萧瑾站在车辕上,看着萧渊的背影,眼底闪过一丝复杂的情绪。

他没有出声阻止,眼底倒映着萧渊紧绷到极致的背部线条。那是一种拉满弦即将绷断的危险状态。

半空中的谢衡双手死死扒着萧渊的手腕,指甲在萧渊的手背上抓出道道血痕。萧渊似乎感觉不到痛,他仰着头,眼瞳里映出谢衡那张因为窒息而扭曲变形的脸。

谢衡的嘴巴大张着,喉管里发出风箱漏气般的“嘶嘶”声,眼球外凸,布满血丝,双脚在离地半尺的空中毫无规律地乱蹬,踢中萧渊的膝盖,却像踢在铁板上一样,没能撼动对方分毫。

“将死之人……”

萧渊把这四个字放在唇齿间碾磨,声音轻得像是在呢喃,却透着股令人骨髓发冷的阴寒。

他脑子里瞬间炸开漫天风雪,那铺天盖地的箭雨穿透萧瑾身体的画面,犹如钢针般刺进他的脑膜。

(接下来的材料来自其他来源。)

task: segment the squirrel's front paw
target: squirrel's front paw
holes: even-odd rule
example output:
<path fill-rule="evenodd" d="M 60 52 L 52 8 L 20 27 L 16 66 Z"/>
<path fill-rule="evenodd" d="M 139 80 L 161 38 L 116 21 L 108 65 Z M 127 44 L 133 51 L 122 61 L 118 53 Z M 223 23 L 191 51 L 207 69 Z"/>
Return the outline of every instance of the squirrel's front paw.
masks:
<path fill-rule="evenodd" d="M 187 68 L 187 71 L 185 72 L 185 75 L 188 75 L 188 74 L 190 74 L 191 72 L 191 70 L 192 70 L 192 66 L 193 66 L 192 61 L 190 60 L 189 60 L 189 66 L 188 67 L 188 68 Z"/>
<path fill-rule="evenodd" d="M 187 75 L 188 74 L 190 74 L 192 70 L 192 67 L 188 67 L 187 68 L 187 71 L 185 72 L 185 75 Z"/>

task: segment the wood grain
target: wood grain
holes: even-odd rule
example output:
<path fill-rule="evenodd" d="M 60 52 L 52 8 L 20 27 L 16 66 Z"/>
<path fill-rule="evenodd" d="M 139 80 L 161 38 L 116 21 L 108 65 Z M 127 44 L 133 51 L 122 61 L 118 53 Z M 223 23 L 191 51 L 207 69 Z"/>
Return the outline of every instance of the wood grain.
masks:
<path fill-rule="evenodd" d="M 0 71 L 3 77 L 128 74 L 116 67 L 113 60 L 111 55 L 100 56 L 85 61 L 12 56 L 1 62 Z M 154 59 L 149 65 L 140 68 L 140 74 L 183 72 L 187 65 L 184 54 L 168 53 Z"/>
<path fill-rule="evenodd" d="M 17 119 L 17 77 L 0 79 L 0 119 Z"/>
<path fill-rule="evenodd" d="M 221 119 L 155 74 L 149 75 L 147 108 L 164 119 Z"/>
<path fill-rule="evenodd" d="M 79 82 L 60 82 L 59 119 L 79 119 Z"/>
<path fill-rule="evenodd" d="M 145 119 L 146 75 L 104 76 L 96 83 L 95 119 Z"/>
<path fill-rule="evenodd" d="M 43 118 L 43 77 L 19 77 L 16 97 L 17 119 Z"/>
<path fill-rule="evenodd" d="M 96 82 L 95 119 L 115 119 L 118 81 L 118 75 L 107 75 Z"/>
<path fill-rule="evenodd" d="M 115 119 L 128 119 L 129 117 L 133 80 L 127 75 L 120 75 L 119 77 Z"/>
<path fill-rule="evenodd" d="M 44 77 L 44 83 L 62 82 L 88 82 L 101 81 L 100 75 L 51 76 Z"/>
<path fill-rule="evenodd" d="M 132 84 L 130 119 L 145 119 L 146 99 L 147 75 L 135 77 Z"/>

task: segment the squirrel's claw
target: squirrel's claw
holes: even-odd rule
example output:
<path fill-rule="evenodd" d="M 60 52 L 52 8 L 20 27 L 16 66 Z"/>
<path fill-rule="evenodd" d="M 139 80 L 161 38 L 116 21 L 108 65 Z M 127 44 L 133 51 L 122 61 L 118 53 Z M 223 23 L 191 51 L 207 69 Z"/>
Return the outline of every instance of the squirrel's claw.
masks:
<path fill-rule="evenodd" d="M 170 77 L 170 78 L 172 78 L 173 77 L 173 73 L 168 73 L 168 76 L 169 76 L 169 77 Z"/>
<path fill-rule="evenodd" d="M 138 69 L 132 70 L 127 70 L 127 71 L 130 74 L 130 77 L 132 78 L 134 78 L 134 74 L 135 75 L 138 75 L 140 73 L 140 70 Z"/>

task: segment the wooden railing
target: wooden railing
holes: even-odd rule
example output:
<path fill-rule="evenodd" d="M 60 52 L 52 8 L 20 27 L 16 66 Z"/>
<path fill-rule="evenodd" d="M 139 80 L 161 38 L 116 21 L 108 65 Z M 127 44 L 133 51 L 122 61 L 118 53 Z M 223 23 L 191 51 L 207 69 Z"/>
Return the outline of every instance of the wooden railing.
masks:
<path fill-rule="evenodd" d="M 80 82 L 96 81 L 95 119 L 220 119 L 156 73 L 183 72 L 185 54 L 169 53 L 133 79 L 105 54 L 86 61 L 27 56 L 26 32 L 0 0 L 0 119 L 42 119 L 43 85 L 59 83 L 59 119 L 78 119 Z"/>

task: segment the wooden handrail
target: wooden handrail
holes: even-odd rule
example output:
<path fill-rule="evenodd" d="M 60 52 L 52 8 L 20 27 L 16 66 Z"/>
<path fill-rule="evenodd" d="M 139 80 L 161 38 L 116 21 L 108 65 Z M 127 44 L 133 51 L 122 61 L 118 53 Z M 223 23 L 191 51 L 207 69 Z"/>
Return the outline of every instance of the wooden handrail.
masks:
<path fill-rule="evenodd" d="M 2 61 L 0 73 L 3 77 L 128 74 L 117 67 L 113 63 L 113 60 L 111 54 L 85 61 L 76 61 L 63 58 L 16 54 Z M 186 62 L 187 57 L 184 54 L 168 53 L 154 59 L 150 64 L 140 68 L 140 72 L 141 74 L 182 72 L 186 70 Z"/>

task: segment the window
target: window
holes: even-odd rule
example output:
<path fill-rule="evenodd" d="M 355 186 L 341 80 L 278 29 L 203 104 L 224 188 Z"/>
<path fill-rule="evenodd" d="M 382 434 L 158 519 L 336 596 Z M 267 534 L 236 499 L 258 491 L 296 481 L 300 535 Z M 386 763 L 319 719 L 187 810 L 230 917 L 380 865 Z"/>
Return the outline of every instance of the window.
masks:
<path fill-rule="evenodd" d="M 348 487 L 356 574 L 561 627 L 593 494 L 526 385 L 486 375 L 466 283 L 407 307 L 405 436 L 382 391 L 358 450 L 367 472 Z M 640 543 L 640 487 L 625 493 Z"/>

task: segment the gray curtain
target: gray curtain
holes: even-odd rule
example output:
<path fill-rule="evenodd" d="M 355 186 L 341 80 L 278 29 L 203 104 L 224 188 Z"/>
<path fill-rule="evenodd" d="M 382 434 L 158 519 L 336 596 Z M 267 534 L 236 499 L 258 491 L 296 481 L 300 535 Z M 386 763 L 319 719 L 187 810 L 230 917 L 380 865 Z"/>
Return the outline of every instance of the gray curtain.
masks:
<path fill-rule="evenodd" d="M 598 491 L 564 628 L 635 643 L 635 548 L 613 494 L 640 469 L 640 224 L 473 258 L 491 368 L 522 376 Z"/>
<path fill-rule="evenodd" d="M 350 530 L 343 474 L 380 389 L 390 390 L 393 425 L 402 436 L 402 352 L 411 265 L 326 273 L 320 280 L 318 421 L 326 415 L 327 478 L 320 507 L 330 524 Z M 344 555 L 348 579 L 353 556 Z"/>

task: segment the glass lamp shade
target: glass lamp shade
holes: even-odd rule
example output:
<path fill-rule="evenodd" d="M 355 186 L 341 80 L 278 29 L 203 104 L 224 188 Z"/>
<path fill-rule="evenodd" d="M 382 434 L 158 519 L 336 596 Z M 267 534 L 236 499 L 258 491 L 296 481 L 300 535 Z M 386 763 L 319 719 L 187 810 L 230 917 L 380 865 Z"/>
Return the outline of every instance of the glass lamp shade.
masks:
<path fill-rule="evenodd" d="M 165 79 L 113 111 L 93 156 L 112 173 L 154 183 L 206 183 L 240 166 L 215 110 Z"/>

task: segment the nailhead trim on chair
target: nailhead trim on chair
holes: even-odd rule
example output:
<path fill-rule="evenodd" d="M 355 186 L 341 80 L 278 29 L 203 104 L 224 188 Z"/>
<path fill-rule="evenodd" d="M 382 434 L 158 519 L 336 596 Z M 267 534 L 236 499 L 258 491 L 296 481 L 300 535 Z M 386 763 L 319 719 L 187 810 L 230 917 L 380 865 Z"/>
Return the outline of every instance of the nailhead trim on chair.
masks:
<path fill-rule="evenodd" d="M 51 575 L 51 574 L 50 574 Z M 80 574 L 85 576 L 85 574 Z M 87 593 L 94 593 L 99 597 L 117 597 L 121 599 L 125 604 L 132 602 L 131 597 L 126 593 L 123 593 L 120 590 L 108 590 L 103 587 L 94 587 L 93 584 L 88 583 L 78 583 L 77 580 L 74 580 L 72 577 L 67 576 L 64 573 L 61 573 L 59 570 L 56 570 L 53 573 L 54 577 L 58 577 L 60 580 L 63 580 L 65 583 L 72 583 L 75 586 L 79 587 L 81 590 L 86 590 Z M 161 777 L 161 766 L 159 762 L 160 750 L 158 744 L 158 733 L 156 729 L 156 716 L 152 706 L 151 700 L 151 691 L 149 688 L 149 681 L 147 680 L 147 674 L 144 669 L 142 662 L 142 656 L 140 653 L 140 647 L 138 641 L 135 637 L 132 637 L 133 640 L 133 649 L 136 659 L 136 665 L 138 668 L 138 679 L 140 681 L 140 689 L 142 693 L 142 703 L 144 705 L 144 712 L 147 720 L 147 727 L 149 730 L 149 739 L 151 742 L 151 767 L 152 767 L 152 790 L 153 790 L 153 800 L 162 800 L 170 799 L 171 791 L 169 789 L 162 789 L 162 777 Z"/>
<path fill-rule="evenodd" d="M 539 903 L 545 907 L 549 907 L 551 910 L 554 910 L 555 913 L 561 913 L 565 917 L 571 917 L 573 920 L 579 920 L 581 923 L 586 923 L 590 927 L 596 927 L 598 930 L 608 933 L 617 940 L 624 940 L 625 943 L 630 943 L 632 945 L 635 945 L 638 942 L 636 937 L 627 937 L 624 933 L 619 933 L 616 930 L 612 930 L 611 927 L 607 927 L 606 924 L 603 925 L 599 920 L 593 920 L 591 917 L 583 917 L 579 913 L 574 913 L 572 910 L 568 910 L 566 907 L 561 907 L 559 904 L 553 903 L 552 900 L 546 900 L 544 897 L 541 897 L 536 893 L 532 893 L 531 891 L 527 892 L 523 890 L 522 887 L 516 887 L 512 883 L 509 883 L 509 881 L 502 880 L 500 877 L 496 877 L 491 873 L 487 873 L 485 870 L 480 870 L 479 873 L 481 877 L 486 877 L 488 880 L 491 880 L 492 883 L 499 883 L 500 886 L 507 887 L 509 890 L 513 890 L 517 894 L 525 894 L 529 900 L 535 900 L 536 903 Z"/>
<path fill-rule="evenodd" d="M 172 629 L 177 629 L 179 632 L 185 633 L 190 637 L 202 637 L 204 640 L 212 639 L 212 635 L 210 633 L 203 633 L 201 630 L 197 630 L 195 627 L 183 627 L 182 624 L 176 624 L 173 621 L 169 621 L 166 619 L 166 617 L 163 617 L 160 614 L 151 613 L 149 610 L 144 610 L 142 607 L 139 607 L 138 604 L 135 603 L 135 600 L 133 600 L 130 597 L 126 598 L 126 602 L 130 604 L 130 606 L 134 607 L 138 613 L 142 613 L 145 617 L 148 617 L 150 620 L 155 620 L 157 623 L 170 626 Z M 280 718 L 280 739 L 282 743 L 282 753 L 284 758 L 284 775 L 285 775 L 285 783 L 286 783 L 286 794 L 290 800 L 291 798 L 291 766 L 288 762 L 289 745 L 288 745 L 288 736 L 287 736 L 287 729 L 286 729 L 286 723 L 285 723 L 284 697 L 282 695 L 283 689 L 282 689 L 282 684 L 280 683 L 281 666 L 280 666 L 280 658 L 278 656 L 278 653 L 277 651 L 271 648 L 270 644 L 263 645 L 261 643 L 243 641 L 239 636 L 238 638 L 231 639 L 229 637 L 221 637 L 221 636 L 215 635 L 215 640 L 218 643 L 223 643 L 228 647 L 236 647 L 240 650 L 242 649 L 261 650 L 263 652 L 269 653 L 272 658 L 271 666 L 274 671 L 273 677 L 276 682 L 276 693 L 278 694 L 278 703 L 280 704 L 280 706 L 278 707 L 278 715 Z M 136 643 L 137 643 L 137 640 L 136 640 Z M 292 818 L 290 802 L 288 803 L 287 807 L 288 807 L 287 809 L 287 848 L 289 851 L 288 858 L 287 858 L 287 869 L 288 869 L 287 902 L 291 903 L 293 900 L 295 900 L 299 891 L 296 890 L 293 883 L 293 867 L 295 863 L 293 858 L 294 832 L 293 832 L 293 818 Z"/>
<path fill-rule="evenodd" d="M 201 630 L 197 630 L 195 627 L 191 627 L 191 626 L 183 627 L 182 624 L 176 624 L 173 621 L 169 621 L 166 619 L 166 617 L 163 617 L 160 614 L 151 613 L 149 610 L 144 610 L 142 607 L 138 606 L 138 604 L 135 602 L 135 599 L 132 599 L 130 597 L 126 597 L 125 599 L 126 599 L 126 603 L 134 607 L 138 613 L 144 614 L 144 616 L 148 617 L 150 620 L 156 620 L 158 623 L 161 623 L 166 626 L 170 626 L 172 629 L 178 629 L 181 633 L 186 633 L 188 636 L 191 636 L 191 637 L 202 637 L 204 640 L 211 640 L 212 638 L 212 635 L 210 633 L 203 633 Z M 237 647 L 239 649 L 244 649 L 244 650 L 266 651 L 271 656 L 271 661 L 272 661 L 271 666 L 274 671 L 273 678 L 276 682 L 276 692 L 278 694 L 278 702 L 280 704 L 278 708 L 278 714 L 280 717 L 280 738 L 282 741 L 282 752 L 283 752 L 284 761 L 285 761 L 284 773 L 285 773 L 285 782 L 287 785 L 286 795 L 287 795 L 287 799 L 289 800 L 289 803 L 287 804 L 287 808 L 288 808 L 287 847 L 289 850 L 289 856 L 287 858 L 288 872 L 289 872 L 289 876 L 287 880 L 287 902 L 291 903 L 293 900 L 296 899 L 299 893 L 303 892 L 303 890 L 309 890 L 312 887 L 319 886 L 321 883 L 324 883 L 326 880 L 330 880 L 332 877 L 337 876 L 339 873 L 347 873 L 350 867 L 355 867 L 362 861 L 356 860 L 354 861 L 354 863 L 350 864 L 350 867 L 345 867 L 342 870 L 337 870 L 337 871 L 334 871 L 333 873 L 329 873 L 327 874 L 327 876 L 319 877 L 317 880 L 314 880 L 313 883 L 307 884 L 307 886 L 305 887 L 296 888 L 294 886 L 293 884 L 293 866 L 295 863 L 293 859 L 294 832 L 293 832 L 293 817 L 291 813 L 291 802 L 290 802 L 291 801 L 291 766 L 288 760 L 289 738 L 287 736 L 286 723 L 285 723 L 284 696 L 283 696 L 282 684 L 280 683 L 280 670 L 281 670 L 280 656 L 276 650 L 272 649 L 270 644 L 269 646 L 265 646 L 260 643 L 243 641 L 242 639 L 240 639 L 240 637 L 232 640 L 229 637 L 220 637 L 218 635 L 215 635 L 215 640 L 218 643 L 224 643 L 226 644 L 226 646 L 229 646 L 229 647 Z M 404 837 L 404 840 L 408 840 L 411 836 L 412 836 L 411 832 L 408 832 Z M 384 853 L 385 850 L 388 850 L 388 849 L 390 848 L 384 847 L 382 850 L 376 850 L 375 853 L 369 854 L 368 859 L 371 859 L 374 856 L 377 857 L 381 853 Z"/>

前世他没能挡住那些箭,今生,他看着这群还活蹦乱跳的蝼蚁,竟然敢当着他的面,用那种肮脏的词汇去诅咒他的神明。

萧渊五指松开。

谢衡的身体瞬间失去支撑,直直坠落。

他还没来得及吸进一口新鲜空气,甚至还没感觉到双脚落地的踏实感,萧渊的手已经从他的脖颈移到了他的后脑勺上。

五指张开,像铁钳一样扣住谢衡的颅骨。

萧渊的手臂肌肉瞬间膨胀,青筋如同虬结的树根般暴突,他没有任何花哨的招式,只是凭借着纯粹的肉体力量,按住谢衡的脑袋,狠狠向下砸去。

“砰!”

沉闷的巨响在城门洞内炸开。

谢衡的面门与坚硬的青石板发生了最直接、最粗暴的碰撞。

骨裂声清晰得让人牙酸。

青石板的缝隙里溅起一圈浑浊的水花,其中夹杂着几点触目惊心的红。

谢衡的身体像一条被抽断脊椎的鱼,在地上猛地弹动了一下,发出半声极其凄厉却又戛然而止的惨叫。

萧渊单膝压住谢衡的后背,根本不给对方喘息的机会,右拳高高扬起,带着撕裂空气的风声,重重砸在谢衡的后脑上。

一拳。

两拳。

三拳。

没有任何内力,没有技巧,只有最原始、最野蛮的泄愤。